So no, I didn’t know what it was like to fend for yourself in the slums of Osaria, but I did know what it was like to suffer, even if it was a privileged kind of suffering.
I kept the knife in my grip as I shut my eyes, laying rigidly on my back on the floor, the floorboards hard beneath the thin blanket I’d placed there, but I’d slept in less comfortable spots.
It wasn’t that which was keeping me awake, it was the sound of a hundred thieves shifting around in this place, the echo of drunken laughter carrying from downstairs, the heavy thud of footfalls and the clink of concealed knives which could rip a man’s throat open with one slice.

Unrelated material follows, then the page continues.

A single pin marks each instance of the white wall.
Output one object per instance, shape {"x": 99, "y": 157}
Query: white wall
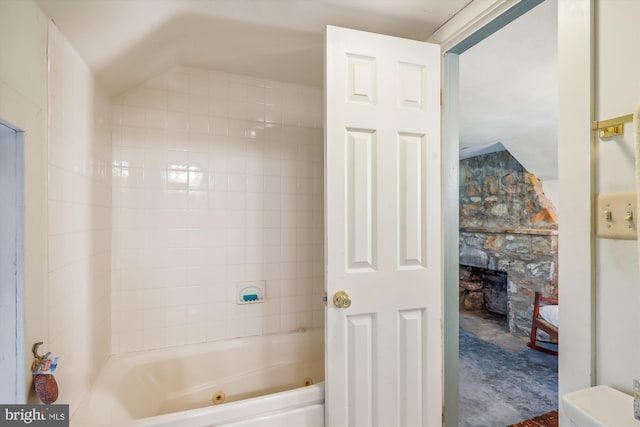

It was the moans of pleasure from women far less inhibited than any I’d ever known and the grunts of the men enjoying their company so openly without an ounce of shame.
The shuttered window on the back wall of the room rattled as the wind blew heavily against it, and the familiar sound of the sand crackling against the wood alongside the jangle of the windchimes out in the streets brought me back home for a moment.
My sister Fatima would be singing, and Mother would cheer her on despite the pitchiness of some of the notes, while Lyla would beg her to stop and the others would laugh.
I’d be in the cellar practicing with my father’s old sword, a small pillow strapped around the blade by my mother for fear of me cutting my own hand off.
I had trained more rigorously after he had died, the pain in my heart over losing him always spilling into a need for brutality harboured within my fighting Affinities.
And while I practised, Ma-mar would come to me with tea, kiss me on my cheek and call me her little Rahr before speaking of how proud she would be when I joined the royal forces in my father’s place.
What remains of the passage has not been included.